According to JP Morgan, Coinbase would hold a sizable stake in Ethereum, which would amount to about 15% of total assets, and this would help give it a competitive advantage once Ethereum moves to Proof of Stake, thanks to the Merge upgrade. Coinbase also began offering staking for institutional clients this month, and its CEO, Brian Armstrong, said he expects this will benefit its business model.
But weighing on all this like a boulder is the possibility that new regulations from regulators could restrict the very activity of staking, as even Armstrong himself admitted in a tweet two days ago.

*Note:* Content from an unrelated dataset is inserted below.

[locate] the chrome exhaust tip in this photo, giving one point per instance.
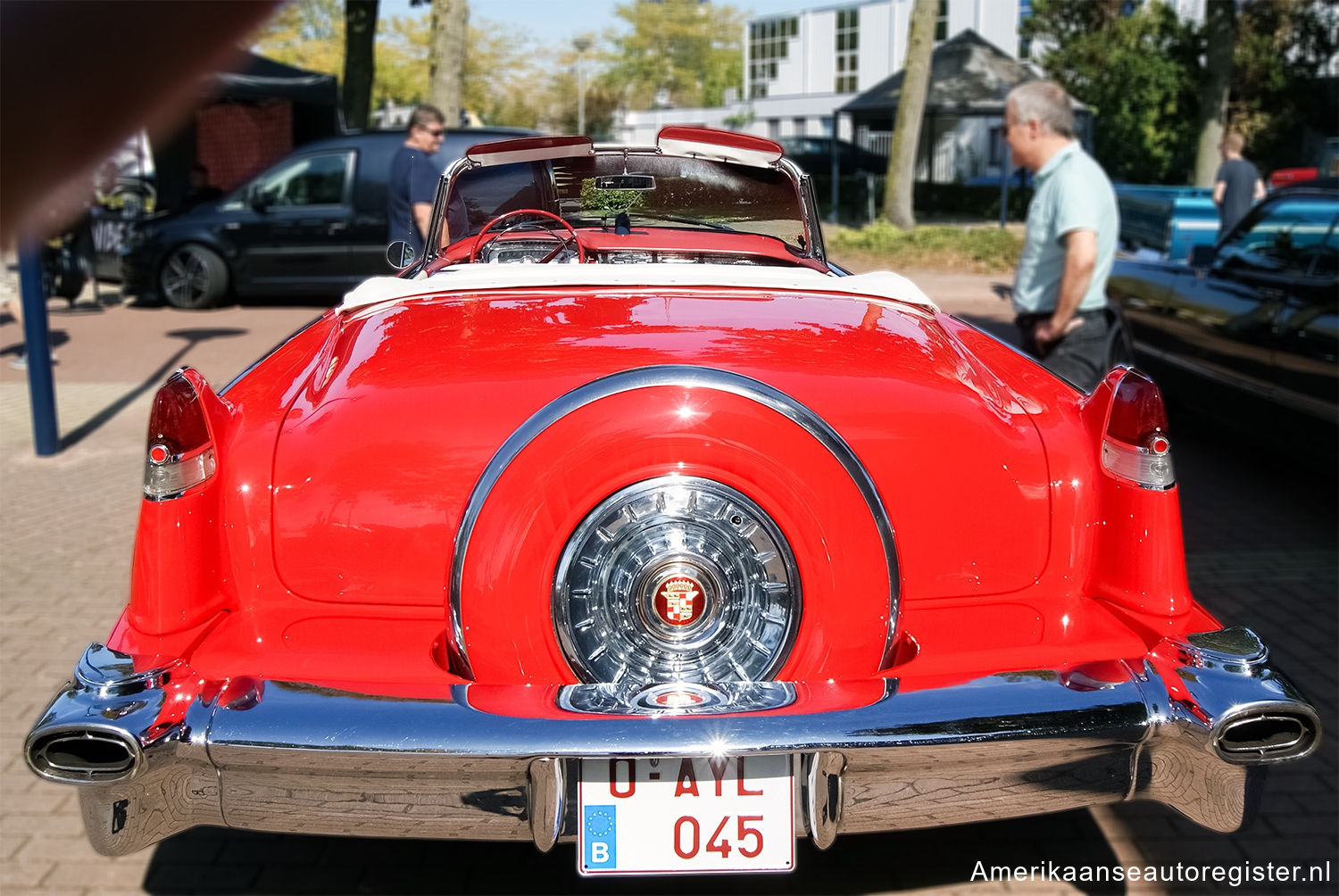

It's a hypothetical we hopefully won't actually face. But if we did we'd go with B i think. Got to focus on the bigger picture. There may be some better option (C) or a legal challenge as well that could help reach a better outcome.
— Brian Armstrong – barmstrong.eth (@brian_armstrong) August 17, 2022
Armstrong bluntly explained that Coinbase, in the event of regulatory interventions along these lines, would be ready to shut down staking activity on Ethereum. The staking service, as explained by the company in a blog on the company website, was launched in early August, only for institutional clients, he said.
”We’ll continue to add more assets for staking for both our retail and institutional clients going forward”,
the post reads.
These fears are well-founded in the wake of the US Treasury’s Foreign Assets Control (OFAC) decision in early August to effectively ban Ethereum-based cryptocurrency (ETH) mixing service Tornado Cash, accused of laundering $7 billion.